却話§はじき出される記憶とか

さても、記憶というものは不思議なものである。心に留めておかねば
ならぬと思いつつ、30分前のことを忘れてしまって、しばしば同居人
から厳しい御言葉をいただくことになってしまったりするのだから。

そうかと思えば、数年前に一言二言の会話をした程度でしかなかった
人間とすれ違った時、同居人に“何年にどこで会ったか覚えてるぜ”
と言ってはドヤ顔で自慢することなど珍しいことではないのである。

刻み込まれている記憶と、記憶野の表面に置かれただけで数分で忘れ
られる記憶とは、どのように質が異なるものなのだろうかと考える。

直近のことを忘れてしまうのは加齢によるものなのかどうか……買い
物をするのにマメにメモを取るようになって久しい。
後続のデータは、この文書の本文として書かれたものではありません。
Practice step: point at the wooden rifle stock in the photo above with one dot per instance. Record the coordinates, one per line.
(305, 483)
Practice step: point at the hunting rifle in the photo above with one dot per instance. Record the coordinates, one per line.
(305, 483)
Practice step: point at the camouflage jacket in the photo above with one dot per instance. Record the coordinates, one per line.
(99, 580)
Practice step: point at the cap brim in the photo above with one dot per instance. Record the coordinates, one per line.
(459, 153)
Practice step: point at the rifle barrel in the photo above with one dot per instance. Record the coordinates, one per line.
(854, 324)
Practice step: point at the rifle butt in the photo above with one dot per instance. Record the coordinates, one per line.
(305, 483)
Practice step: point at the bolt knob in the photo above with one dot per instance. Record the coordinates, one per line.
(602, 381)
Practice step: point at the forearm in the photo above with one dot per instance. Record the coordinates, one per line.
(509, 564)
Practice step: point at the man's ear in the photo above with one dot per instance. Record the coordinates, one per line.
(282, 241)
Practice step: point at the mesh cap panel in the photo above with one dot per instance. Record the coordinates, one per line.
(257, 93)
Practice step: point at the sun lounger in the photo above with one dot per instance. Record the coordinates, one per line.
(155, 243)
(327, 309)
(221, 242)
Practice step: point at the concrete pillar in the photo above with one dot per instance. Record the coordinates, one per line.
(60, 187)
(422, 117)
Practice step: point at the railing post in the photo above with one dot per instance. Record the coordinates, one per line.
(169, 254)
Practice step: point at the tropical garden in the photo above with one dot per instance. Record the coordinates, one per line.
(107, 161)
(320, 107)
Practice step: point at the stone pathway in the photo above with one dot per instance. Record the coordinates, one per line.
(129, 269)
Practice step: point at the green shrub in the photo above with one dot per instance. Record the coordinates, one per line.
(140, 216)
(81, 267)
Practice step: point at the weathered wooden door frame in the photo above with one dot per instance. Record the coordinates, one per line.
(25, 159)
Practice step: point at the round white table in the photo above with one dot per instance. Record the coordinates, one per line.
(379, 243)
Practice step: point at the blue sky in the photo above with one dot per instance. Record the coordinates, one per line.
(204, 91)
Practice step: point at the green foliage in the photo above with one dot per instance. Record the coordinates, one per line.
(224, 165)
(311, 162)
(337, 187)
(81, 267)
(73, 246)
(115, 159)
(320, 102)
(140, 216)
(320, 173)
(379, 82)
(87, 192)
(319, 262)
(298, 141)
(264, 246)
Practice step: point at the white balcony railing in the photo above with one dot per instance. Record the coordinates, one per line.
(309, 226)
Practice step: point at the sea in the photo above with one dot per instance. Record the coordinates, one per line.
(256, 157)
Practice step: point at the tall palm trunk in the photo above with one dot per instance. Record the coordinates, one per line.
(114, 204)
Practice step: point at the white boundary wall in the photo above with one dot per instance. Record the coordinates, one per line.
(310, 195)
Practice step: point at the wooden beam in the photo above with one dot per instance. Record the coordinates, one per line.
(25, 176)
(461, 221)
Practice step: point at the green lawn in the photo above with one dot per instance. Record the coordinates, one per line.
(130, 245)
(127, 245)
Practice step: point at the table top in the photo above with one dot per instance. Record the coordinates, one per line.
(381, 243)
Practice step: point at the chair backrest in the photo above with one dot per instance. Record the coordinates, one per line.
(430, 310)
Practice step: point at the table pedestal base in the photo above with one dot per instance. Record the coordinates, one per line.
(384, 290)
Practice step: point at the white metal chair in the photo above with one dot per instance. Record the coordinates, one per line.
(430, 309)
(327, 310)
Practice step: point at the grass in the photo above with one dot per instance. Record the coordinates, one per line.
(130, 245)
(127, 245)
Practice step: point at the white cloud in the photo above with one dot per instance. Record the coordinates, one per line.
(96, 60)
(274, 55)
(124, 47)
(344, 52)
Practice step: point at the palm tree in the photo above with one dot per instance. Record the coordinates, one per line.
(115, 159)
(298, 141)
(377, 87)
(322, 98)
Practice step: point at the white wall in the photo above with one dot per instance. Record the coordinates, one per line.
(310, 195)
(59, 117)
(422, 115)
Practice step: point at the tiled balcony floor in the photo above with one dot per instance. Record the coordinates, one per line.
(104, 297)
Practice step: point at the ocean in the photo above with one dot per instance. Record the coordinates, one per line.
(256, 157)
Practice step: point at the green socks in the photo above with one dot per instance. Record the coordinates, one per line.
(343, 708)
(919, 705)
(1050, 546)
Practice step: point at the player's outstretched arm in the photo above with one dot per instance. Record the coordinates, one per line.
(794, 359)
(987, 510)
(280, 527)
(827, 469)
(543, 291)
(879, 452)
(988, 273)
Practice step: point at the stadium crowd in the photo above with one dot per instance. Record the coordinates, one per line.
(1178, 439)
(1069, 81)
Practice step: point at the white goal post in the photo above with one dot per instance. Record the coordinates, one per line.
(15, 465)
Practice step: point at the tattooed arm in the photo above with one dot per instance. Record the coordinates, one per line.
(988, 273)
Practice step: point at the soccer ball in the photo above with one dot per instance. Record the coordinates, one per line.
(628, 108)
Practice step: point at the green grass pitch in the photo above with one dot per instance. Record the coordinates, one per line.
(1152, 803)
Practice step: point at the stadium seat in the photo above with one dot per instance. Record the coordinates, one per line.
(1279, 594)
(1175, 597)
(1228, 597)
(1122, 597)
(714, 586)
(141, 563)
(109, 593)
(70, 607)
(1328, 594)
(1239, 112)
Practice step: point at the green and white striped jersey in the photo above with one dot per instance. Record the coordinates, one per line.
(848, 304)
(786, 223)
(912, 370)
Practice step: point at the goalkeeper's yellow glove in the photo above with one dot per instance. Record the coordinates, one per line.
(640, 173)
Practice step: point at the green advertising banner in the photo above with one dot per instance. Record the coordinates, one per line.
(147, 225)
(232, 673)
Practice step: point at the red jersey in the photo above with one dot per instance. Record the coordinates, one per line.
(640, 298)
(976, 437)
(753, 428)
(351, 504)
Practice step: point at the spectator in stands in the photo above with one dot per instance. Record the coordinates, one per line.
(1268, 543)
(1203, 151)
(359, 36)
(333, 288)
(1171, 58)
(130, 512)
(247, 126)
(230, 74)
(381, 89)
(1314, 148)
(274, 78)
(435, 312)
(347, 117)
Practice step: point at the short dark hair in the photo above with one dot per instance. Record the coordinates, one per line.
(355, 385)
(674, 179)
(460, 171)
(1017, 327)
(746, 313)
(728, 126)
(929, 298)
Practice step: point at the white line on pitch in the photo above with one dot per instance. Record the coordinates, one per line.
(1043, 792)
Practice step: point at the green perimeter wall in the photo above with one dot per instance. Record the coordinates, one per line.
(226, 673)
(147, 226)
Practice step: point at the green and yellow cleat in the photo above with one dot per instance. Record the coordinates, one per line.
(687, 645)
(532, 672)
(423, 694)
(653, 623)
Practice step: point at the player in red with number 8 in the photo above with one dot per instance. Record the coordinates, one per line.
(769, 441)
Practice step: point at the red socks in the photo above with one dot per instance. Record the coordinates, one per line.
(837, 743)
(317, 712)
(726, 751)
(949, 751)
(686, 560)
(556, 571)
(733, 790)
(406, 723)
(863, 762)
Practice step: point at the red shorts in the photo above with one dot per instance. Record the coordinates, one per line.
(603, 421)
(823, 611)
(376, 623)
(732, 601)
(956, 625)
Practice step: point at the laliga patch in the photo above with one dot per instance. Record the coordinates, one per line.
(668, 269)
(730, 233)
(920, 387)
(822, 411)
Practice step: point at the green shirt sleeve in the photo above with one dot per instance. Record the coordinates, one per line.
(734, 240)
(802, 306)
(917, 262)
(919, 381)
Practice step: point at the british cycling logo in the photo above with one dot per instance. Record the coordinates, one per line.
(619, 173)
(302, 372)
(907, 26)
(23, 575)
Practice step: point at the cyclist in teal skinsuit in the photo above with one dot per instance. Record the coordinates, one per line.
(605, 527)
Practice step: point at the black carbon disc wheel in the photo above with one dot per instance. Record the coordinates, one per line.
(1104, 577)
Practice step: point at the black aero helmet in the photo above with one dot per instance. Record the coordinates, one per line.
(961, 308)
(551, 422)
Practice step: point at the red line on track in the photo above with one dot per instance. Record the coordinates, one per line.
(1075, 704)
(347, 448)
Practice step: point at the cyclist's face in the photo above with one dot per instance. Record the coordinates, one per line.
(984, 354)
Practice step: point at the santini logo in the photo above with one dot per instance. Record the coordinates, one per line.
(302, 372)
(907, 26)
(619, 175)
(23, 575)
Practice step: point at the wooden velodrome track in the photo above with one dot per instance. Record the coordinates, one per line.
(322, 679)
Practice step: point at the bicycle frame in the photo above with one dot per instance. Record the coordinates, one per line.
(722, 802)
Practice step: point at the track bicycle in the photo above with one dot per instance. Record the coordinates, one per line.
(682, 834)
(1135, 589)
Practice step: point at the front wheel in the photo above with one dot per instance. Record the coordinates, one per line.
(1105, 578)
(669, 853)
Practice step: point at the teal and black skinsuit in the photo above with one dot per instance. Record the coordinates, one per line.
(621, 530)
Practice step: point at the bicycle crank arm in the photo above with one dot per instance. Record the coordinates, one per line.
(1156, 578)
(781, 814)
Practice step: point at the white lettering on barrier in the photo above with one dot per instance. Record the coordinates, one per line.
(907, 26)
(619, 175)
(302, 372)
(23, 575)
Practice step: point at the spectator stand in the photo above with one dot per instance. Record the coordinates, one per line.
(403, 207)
買うべき品物が
3つあるとして、メモを書かなかったがために2つまでは思い出せて
も、もう一つ何を買うべきなのか、頭の中からきれいさっぱり消えて
しまっているということも、ここ数年ほどは珍しくないことなのだ。

結局、連綿と覚えているあれこれと、思い出せない直近のそれとは、
記憶される階層がまったく違うのだと考えるしかないのであろうな。